I used the following configuration parameters:
config.yaml:
trainingInput:
scaleTier: BASIC
hyperparameters:
goal: MINIMIZE
maxTrials: 2
maxParallelTrials: 2
hyperparameterMetricTag: rmse
enableTrialEarlyStopping: True
params:
- parameterName: batch_size
type: DISCRETE
discreteValues:
- 100
- 200
- 300
- parameterName: lr
type: DOUBLE
minValue: 0.0001
maxValue: 0.1
scaleType: UNIT_LOG_SCALE
And to add the metric to my summary, I used the following code for my DNNRegressor:
def rmse(labels, predictions):
pred_values = predictions['predictions']
rmse = tf.keras.metrics.RootMeanSquaredError(name='root_mean_squared_error')

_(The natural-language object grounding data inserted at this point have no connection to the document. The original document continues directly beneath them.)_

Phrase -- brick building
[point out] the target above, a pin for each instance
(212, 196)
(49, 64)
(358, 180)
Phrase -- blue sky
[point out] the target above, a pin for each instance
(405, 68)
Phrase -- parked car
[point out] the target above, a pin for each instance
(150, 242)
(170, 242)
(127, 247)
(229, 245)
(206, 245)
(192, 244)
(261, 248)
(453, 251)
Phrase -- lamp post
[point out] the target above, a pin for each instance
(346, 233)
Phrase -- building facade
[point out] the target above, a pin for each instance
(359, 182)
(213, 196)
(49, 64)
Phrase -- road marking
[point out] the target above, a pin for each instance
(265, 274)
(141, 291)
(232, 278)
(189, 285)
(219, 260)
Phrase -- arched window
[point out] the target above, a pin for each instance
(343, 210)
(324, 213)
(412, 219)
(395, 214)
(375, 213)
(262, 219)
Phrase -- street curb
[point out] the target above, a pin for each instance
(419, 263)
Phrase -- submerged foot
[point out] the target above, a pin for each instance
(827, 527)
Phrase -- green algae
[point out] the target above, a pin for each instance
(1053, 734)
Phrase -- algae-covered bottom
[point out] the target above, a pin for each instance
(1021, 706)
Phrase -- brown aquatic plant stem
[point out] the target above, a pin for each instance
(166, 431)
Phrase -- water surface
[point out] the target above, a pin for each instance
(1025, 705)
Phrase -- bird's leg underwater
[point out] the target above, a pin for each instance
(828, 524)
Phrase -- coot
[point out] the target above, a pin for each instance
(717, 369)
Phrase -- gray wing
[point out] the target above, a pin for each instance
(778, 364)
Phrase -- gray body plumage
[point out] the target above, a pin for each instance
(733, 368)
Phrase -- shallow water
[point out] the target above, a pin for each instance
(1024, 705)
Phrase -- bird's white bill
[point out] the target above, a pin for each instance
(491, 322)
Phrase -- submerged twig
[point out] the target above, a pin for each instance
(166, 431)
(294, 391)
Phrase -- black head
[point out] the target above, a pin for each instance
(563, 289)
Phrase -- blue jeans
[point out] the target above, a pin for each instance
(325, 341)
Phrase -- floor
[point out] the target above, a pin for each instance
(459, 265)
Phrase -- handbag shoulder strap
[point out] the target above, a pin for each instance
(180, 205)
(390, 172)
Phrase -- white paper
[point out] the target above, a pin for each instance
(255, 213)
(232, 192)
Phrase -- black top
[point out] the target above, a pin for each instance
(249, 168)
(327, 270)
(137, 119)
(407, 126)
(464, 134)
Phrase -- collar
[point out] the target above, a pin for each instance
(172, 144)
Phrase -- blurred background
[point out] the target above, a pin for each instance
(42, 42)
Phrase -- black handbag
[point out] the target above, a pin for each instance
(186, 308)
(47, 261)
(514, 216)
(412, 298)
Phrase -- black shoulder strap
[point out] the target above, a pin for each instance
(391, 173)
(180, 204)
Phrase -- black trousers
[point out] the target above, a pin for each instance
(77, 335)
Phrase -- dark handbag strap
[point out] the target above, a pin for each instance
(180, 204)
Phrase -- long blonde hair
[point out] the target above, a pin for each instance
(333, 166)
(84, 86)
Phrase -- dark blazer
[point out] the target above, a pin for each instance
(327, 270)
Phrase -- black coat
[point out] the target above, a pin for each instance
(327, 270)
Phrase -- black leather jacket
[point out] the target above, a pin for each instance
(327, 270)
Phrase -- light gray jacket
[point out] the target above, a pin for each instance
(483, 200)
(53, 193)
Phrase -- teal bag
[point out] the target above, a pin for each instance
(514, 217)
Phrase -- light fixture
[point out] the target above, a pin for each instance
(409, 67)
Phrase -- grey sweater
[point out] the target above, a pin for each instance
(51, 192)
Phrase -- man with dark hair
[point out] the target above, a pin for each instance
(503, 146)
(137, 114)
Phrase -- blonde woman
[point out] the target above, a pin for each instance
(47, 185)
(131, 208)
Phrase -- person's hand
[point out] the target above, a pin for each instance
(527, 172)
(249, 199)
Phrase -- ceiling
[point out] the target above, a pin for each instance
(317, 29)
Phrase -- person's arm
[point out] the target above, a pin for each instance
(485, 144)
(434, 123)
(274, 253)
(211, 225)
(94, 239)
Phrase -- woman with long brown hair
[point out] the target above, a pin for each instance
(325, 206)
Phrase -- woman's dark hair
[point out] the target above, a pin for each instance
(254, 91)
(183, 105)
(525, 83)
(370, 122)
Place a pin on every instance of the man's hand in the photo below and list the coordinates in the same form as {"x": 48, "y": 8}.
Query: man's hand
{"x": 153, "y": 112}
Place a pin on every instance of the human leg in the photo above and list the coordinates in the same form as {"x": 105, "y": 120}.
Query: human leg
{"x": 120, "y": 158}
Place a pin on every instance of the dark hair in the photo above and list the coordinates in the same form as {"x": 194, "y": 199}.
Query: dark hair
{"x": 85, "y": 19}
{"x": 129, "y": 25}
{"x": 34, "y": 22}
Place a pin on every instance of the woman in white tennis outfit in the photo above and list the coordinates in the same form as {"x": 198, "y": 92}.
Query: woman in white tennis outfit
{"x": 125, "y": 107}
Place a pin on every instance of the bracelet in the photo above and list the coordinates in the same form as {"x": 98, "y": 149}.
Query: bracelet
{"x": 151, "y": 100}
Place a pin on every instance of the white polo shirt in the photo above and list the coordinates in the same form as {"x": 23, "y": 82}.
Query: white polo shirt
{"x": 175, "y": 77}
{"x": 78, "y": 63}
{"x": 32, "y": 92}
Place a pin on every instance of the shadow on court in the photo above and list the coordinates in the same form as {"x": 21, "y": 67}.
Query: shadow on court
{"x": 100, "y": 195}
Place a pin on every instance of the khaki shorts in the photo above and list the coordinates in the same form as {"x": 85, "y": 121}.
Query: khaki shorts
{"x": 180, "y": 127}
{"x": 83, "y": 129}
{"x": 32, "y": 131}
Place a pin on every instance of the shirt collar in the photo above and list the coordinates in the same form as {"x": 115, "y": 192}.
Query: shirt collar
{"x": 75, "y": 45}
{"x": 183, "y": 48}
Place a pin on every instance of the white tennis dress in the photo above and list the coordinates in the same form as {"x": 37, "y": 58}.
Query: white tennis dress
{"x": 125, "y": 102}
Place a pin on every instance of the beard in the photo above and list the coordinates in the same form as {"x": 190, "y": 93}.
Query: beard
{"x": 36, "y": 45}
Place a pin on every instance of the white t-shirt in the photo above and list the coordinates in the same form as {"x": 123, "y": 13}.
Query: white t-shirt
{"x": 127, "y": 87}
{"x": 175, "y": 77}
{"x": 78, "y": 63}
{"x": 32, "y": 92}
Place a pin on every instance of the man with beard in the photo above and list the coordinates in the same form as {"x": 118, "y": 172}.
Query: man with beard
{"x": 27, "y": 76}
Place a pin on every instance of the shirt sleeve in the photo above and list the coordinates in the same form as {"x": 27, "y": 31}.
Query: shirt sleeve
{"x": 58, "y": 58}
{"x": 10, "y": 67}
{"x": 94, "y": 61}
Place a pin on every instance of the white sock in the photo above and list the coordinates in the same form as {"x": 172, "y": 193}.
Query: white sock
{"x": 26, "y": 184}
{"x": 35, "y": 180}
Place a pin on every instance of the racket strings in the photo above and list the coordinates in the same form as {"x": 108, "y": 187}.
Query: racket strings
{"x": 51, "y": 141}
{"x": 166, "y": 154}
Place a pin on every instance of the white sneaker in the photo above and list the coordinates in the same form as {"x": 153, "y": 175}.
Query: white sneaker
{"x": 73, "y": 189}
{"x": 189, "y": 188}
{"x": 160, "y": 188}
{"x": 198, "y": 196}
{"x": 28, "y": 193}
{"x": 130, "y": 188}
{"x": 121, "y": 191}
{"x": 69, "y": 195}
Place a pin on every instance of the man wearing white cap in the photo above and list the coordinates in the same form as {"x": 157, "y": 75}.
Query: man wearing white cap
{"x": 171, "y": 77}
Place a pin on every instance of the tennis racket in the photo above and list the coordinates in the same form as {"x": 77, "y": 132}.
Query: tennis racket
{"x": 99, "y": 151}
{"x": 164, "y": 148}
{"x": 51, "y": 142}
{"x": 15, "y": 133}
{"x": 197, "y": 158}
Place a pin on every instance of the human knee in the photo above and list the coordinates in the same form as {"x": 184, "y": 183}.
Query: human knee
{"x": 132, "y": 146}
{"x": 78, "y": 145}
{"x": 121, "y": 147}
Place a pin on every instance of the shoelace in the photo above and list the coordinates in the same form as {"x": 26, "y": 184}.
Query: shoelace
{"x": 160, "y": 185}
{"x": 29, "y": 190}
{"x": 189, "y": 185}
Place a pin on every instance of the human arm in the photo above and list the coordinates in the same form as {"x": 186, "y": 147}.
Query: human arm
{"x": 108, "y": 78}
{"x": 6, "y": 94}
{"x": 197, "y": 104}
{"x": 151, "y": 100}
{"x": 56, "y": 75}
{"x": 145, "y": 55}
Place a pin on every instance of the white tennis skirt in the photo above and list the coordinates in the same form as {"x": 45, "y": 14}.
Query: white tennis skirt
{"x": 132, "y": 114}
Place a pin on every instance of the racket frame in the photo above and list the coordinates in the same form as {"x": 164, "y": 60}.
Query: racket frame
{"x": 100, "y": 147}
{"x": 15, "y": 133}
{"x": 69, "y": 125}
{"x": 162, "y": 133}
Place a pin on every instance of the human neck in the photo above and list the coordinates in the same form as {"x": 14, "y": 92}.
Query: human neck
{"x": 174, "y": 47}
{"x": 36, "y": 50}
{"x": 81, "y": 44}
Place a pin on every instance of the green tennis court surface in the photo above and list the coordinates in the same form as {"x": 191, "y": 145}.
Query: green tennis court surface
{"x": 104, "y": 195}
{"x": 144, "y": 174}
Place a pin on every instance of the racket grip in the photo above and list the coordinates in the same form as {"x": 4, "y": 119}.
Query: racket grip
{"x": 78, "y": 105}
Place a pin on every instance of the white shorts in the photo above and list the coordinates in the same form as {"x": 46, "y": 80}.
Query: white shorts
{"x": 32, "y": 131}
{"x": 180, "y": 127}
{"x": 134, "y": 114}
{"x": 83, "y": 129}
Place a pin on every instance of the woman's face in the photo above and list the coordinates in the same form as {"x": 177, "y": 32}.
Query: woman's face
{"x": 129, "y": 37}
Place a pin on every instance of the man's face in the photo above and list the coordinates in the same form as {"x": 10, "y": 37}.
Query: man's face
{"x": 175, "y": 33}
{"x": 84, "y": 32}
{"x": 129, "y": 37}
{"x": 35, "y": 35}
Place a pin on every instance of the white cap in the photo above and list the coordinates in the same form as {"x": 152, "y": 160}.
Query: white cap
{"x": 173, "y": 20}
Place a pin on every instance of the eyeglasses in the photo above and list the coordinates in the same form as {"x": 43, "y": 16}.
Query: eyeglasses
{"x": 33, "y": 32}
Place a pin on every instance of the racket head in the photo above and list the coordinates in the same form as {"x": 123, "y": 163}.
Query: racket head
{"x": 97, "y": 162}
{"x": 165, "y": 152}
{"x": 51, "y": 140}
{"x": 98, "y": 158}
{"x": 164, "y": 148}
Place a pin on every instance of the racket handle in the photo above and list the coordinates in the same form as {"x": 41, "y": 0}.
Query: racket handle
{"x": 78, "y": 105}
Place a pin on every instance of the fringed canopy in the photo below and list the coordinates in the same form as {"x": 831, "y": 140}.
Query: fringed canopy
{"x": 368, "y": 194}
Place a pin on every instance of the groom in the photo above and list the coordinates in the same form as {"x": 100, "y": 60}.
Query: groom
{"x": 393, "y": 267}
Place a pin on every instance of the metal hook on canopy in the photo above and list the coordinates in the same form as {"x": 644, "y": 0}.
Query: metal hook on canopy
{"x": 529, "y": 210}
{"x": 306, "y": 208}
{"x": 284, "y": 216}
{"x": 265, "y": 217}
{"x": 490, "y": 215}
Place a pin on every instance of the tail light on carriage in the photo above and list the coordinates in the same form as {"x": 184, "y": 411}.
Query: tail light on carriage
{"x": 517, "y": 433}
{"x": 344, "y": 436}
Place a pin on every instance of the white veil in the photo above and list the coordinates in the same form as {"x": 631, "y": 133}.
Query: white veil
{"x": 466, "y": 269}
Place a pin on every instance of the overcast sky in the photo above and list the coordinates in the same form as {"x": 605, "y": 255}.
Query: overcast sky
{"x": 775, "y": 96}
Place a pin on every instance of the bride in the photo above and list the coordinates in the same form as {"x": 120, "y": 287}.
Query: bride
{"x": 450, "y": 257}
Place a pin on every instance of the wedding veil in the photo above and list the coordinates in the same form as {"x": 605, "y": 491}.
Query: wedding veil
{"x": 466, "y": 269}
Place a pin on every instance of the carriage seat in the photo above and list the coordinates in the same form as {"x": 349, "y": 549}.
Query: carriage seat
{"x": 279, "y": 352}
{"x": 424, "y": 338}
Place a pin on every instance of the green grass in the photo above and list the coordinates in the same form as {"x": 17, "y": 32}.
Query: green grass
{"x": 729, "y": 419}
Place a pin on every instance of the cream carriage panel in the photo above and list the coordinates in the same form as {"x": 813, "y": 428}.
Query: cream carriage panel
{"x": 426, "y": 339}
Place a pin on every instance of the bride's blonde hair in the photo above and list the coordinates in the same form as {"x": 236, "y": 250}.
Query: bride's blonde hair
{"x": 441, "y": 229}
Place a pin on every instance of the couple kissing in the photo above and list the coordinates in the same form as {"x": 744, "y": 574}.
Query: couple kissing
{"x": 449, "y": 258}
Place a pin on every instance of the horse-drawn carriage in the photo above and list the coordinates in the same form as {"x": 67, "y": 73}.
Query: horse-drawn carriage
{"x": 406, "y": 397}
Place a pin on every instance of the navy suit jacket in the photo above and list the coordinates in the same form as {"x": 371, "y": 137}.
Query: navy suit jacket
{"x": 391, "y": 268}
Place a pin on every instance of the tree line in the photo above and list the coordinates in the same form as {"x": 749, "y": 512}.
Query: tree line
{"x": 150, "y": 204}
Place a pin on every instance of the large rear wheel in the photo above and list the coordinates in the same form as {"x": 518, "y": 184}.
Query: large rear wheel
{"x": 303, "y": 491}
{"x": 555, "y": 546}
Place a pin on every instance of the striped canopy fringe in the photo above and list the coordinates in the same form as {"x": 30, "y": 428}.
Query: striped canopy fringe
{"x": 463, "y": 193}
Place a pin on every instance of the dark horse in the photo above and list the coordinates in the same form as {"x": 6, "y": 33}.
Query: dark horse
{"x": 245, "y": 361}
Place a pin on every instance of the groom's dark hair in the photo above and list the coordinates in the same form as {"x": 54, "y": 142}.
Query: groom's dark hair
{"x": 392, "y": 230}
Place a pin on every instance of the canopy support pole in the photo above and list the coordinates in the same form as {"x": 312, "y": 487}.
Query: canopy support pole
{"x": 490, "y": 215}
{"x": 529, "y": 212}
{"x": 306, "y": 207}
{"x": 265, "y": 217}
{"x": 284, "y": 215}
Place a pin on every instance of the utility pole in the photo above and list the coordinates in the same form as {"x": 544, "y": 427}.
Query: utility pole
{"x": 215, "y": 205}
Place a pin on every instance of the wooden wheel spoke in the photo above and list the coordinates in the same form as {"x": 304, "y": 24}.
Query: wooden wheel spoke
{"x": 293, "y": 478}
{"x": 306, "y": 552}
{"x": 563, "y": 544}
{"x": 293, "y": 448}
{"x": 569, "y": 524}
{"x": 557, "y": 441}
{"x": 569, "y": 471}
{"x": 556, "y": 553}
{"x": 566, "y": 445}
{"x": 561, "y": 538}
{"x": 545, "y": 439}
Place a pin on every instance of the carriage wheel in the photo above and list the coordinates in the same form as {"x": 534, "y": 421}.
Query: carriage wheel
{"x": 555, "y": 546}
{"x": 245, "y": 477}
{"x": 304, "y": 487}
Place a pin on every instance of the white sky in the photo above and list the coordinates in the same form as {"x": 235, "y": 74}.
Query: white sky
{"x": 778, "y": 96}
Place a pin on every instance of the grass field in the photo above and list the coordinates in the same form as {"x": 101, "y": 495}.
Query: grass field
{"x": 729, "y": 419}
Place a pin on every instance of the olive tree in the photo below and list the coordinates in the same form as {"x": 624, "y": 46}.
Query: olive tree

rmse.update_state(labels, pred_values)
return {'rmse': rmse}
def train_and_evaluate(hparams):
...
estimator = tf.estimator.DNNRegressor(
model_dir = output_dir,
feature_columns = get_cols(),
hidden_units = [max(2, int(FIRST_LAYER_SIZE * SCALE_FACTOR ** i))
for i in range(NUM_LAYERS)],
optimizer = tf.keras.optimizers.Adam(learning_rate=LEARNING_RATE),
config = run_config)
estimator = tf.estimator.add_metrics(estimator, rmse)
According to Google's documentation, the add_metric
function creates a new estimator with the metric specified, which is then used as the hyperparameter metric. However, the AI Platform Training service doesn't recognise this metric:
Job details on AI Platform
On running the code locally, the rmse metric does get outputted in the logs. So, how do I make the metric available to the Training job on AI Platform using Estimators?
Additionally, there is an option of reporting the metrics through the cloudml-hypertune
Python package. But it requires the value of the metric as one of the input arguments. How do I extract the metric from tf.estimator.train_and_evaluate
function (since that's the function I use to train/evaluate my estimator) to input into the report_hyperparameter_tuning_metric
function?
hpt = hypertune.HyperTune()
hpt.report_hyperparameter_tuning_metric(
hyperparameter_metric_tag='rmse',
metric_value=??,
global_step=1000
)
ETA: Logs show no error. It says that the job completed successfully even though it fails.